Arbitrating Sovereignty? Lessons from Energía y Renovación v. Guatemala and Seda v. Colombia - Chapter 33 - Law and Practice of International Arbitration: Essays in Honor of John Fellas
Originally from The Law and Practice of International Arbitration: Essays in Honor of John Fellas – Preview Page
Under modern international law, there is a slightly prevailing and yet contested view2 that sovereignty is a fundamental concept.3 Despite centuries of debate among legal scholars about the exact definition of sovereignty,4 one can flesh out that it is a state’s attribute of exercising full legal powers within its territory.5 Ornamented with footnotes and struck by caveats added by the ever-evolving international political landscape, the premise still holds true that states have, or at least, attempt to have, complete legal competence and political dominance within their territories.
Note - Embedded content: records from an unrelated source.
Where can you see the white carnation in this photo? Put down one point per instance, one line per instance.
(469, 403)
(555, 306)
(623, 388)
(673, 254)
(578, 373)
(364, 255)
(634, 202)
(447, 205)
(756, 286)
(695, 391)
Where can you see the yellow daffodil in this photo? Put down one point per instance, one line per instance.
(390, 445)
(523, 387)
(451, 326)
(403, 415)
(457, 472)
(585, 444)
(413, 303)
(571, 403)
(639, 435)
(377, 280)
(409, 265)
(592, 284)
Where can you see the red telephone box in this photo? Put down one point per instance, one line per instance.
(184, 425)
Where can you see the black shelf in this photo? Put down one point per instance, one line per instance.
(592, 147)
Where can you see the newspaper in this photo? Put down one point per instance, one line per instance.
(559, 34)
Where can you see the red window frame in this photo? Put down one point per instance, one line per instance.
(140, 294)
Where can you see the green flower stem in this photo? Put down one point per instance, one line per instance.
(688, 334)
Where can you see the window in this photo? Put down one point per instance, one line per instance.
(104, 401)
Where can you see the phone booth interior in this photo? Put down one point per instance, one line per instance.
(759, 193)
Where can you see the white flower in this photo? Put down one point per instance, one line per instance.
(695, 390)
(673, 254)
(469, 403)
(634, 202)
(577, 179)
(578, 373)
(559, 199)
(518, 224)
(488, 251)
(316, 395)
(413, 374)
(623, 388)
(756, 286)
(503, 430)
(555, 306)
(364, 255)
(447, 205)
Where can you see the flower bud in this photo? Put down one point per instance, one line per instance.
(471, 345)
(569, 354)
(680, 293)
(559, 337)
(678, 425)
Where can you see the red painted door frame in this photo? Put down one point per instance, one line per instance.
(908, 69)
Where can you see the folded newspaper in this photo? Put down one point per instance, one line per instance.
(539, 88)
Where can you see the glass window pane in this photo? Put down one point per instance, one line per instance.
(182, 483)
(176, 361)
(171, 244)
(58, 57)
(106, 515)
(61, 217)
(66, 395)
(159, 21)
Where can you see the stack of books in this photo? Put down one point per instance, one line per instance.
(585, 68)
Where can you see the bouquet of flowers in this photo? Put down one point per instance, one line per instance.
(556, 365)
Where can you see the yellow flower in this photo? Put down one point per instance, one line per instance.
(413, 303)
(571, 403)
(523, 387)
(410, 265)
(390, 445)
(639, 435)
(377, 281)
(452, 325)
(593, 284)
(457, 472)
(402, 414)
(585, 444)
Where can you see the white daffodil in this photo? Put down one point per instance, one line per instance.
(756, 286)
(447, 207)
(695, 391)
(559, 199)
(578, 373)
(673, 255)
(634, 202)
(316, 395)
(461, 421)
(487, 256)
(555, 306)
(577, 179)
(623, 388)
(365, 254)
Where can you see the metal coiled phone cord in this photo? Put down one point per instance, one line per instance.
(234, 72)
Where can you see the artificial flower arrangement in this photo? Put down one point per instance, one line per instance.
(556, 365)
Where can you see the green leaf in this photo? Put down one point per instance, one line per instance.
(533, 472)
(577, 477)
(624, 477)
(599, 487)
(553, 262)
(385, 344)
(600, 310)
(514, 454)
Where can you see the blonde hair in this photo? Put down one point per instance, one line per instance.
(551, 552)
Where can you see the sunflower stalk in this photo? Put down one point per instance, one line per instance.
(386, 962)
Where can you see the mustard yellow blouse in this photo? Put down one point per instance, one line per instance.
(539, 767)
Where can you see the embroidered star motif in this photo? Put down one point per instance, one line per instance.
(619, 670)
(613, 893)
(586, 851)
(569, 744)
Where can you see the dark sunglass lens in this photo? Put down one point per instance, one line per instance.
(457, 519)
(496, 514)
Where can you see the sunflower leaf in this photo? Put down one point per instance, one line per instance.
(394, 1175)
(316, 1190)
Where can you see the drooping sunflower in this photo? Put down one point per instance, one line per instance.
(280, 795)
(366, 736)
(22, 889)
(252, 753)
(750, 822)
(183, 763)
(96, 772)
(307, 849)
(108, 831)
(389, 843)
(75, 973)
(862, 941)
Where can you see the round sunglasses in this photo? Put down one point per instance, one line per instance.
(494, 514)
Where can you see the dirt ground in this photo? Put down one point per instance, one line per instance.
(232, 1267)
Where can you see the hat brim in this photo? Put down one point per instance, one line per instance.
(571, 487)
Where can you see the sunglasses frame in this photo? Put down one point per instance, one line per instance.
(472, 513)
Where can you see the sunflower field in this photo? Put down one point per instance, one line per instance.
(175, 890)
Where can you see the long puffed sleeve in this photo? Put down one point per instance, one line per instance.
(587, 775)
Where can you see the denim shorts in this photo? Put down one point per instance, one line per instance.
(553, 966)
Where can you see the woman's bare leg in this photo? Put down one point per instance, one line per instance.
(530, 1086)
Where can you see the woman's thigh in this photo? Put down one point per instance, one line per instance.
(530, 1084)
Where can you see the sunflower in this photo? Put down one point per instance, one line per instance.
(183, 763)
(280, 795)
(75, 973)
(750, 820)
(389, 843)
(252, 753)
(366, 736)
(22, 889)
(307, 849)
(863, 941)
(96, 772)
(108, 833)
International legal theory has drawn an external dimension of sovereignty: the principle of sovereign equality.6 But more than that, it is the holy grail of international law and friendly relations.7 It is the invisible forcefield that deactivates conflict on the brink of an outbreak, a concept tasked with the important mission of gatekeeping the international legal order. This principle fuels the fantasy that all States stand on equal footing, creating the illusion that the Hobbesian state of nature in international [dis]order has been replaced by diplomacy and mechanisms of peaceful dispute resolution. Sovereign equality is the guardian of a state’s authority within its territorial bounds. It holds the promise that this power cannot be surrendered at the will of another State. But what happens when the challenge to this “wannabe” sacred authority comes not from another State, but from an individual, or a corporation?
Admittedly, one could affirm, quite lightly, that every time a state consents to be bound by a treaty it gives away a tiny piece of its sovereignty. However, when a state consents to the jurisdiction of an arbitral tribunal to solve disputes under an investment treaty, this is certainly not a carte blanche for the arbitrators to decide on matters that are within the sovereign purview of a state. It is a matter of degree and nuance. In this sense, the contemporary configuration of investment arbitration has undoubtedly set a slippery slope towards judicial intervention in internal affairs.